Congress passed legislation earlier this week to renew the nuclear cooperation agreement with Norway, paving the way for U.S. access to Halden Reactor Project.
“Norway’s Halden Reactor Project is a critical asset for U.S. companies,” said Daniel Lipman, Nuclear Energy Institute vice president for suppliers and international programs. “Research and testing conducted at that unique facility enables U.S. firms to continue to innovate and maintain technology leadership as they compete in the global nuclear energy market. With the agreement now in force with this important NATO ally, the research and testing can continue.”
The original agreement between the United States and Norway expired in 2014, restricting U.S. access to Norway’s Halden Reactor Project. The Halden reactor was constructed in 1958, with the help of the United States, and is supported by 19 countries.
The Halden Reactor Project, partly financed by the Organization for Economic Cooperation and Development, is a 20-megawatt facility used to test and develop next-generation reactor fuel and test reactor components.
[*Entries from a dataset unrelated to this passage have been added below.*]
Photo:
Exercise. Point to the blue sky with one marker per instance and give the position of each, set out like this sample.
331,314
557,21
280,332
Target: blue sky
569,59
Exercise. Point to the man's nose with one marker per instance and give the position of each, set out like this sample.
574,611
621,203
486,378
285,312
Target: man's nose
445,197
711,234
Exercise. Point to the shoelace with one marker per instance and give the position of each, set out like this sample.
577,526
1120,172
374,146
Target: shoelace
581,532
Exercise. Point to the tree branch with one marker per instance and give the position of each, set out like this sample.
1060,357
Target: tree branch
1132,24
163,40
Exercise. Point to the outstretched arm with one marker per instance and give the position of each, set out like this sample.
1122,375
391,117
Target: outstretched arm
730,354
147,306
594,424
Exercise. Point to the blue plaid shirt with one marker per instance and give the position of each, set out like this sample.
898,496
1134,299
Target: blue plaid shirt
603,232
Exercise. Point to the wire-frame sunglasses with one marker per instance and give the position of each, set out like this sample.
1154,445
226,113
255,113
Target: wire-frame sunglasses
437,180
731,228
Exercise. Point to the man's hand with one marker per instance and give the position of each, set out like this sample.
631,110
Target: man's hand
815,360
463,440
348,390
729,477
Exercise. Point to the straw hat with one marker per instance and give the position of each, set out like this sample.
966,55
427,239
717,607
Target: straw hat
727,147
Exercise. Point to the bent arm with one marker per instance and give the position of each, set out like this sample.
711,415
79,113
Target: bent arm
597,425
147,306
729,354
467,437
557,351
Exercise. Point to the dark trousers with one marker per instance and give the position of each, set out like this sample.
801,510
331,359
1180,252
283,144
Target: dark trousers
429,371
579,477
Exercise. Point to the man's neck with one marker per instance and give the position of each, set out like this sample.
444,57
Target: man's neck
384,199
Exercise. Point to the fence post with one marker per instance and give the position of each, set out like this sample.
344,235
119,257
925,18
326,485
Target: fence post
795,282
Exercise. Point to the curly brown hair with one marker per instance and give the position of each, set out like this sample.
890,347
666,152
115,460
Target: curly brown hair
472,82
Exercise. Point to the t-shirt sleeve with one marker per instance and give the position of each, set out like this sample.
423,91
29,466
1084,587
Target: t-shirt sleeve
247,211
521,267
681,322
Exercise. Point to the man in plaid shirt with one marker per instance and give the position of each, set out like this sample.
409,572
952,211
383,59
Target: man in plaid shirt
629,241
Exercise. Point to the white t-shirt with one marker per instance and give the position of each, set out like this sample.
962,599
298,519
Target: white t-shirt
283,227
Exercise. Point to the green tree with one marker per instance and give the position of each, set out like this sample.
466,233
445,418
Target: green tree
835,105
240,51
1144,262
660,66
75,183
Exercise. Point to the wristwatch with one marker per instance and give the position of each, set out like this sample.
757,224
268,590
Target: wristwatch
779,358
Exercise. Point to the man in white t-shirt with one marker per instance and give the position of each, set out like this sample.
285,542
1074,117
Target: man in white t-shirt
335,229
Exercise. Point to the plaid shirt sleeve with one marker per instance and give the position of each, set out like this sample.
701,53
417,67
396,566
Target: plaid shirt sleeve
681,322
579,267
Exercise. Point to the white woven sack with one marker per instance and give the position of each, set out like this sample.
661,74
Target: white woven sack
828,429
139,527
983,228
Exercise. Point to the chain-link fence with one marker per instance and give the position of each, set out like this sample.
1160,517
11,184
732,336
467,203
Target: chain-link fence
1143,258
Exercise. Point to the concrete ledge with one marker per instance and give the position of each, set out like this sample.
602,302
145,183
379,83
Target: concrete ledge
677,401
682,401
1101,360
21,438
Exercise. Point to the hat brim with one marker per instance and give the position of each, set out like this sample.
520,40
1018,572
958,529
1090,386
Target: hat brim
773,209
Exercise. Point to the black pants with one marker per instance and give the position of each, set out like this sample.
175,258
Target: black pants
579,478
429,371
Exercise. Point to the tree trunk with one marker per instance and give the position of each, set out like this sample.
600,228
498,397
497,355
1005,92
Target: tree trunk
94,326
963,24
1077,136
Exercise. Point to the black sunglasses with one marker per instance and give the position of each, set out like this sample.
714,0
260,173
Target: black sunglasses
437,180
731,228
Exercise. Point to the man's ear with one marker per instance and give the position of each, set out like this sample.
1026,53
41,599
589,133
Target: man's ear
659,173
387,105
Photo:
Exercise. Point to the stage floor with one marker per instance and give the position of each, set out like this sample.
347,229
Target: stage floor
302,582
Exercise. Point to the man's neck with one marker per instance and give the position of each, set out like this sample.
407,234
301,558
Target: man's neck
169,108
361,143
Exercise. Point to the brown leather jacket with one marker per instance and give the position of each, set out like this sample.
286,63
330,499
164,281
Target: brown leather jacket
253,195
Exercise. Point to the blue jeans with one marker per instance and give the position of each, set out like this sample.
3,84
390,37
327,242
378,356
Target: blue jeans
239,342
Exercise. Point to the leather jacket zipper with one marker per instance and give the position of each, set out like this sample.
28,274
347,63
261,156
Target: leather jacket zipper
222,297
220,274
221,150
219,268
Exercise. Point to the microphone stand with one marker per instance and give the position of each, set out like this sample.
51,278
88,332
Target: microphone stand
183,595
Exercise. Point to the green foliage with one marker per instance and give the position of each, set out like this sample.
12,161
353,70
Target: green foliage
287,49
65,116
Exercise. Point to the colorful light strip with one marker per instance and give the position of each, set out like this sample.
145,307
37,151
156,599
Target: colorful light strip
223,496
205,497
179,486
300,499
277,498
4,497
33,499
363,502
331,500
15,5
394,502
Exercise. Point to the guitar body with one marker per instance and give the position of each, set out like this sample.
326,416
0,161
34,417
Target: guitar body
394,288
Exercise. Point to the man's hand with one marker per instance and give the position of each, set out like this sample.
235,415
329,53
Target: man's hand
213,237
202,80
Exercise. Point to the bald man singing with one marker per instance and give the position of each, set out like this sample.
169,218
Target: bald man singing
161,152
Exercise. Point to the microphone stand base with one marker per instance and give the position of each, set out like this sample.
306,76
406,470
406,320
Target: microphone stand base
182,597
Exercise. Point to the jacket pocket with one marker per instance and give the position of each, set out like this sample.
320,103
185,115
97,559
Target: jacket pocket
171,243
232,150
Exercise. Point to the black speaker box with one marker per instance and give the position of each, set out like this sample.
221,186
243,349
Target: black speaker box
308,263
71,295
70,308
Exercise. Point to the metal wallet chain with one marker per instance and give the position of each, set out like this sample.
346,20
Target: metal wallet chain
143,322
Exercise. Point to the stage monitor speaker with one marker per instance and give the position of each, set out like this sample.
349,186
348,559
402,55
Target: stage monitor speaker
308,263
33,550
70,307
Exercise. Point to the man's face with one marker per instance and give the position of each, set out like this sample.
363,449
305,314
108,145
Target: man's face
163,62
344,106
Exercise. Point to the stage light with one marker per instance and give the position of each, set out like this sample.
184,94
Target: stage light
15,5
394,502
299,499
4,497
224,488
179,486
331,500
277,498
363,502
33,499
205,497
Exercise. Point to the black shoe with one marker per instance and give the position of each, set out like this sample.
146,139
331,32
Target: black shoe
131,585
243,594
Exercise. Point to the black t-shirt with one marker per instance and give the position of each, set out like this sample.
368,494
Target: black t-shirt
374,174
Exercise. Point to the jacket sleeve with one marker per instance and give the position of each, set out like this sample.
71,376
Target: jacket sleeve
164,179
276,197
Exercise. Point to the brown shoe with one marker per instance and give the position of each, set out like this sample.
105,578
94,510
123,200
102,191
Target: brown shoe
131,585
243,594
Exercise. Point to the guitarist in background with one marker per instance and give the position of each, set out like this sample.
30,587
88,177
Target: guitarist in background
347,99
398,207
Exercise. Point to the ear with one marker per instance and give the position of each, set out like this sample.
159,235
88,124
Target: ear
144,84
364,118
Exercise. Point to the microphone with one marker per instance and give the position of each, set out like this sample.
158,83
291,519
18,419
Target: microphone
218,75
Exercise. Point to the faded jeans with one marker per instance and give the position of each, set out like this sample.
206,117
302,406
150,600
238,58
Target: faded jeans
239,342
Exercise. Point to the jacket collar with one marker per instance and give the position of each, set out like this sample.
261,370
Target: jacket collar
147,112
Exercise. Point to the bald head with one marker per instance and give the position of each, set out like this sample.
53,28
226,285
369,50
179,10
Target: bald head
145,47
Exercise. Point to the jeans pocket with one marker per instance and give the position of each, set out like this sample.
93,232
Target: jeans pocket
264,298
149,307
The facility provides valuable services that are important to the development of international nuclear power plant safety and reliability aspects.
Access to the facility is critical for U.S. companies as it ensures they have an equal footing with nuclear products in the global marketplace. The United States has Section 123 nuclear cooperation agreements with over 20 nations and securing a similar agreement with Norway will help U.S. businesses prosper.